In time the dwarfs lost the ability, or the will, to stand as equals to the gods and walked among mortals. With the pagan gods dead and the God and His Church dominant, a new world had dawned. Even so, the dwarf kings such as Herla or Laurin of the Tyrol's Mountains were not afraid and outshone their cavedwelling ancestors in splendor. The dwarfs adapted well to Christian Europe, befriending mortals; Alberich, for example, was famous for befriending King Otnit of Lombardy and going with him to Syria to help him win an exotic pagan princess for a bride. The tale of Elidor is also recounted.

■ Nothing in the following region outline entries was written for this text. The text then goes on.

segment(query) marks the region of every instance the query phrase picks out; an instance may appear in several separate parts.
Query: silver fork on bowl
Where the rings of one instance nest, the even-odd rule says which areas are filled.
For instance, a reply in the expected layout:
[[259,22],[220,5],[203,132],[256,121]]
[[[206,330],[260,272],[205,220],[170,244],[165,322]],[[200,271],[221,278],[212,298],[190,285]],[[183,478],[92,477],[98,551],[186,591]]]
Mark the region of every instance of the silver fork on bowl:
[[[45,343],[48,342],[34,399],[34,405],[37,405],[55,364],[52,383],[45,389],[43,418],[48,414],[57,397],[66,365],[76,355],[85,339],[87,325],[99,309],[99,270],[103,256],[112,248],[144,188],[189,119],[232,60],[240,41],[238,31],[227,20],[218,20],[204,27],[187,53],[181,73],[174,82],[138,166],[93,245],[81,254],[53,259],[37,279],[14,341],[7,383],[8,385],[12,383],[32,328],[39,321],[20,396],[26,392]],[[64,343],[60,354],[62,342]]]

The dwarfs' decline is further explored with the dwarfish peasantry. They were friendly towards mortal peasants with whom they shared parallel lives and they often helped each other just as their respective kings did. As humans grew stronger, forming centralized states, large cities, roads, and factories, and as the dwarfs' own magic began to fail them, the fragile ties of friendship began to unravel and most dwarfs left the mortal world. Those that remained, abandoned by their fellows suffered a diaspora and placed themselves at mortals' mercy. They went on to become household spirits slavishly serving as domestic help of their particular mortals, though even there they would go into retreat. The last sightings of dwarfs concerned the Knockers, beings that lived in mines and watched over miners. While, the text says, miners would give them food and drink; these were offerings, not rewards. Tim Appenzeller goes on to speculate that knockers are just the most visible members of hidden dwarf kingdoms. While some of them might be recent dwarf refugees from the outside world, some of them might have always lived there, "awaiting the day when their earth-shaping skills will once again dazzle mortals and gods alike."